Editor’s Note:  Forbes has it completely wrong in criticizing the President’s selection of the National Institute of Standards and Technology (NIST) to develop the Executive Order’s Cybersecurity Framework. Throughout the implementation of FISMA and other activities, NIST has proven itself from a technical and management standpoint to have the knowledge, skills, deep understanding of national and international standards processes, and the commitment to transparency necessary to develop the Framework.  The career professionals and leadership of NIST were the exact right choice by the President for the crucial task of developing the Cybersecurity Framework.

Obama’s Cybersecurity Action Reaches Too Far

Jody Westby

Since nothing has been happening in Washington lately except speeches, President Obama seized the moment and ended his State of the Union day by issuing an Executive Order (EO) and Presidential Policy Directive 21 (PPD-21) on critical infrastructure cybersecurity.  As expected, the EO, closely tracked the leaked draft dated November 21, 2012.

The EO actually does a couple of good things: It authorizes government agencies to share classified and unclassified threat and technical information with critical infrastructure owners and operators and allows for the expedited processing of security clearances to personnel within these entities.  This step should have been taken about ten years ago, but at least the government finally figured out that it could stop talking about information sharing and assistance and actually make it happen.

The EO gets it wrong by directing the National Institute of Standards and Technology (NIST) to develop a Cybersecurity Framework that includes “standards, methodologies, procedures, and processes . . . to address cyber risk.”  Although one section of the EO establishes a voluntary program to support the adoption of the Framework by critical infrastructure owners and operators, another provision directs federal agencies with regulatory authority over these entities to submit a report on whether they have “clear authority to establish requirements” based on the Framework.  The writing is on the wall: the Administration intends to maximize its regulatory powers to make the Cybersecurity Framework mandatory.

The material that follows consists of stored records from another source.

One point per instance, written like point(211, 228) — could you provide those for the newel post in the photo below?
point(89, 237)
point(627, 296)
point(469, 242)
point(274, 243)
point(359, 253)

Why is this wrong?  Because there is already a long list of internationally accepted best practices and standards (see my earlier blog listing them) that are available to critical infrastructure companies, which includes NIST’s guidance and standards that are freely available from its Cyber Security Resource Center.  Cyber threats change on a daily basis, and security programs have to adapt to counter them.  Mandatory requirements will only drive attention and money away from countering the real, current threat to checking compliance boxes.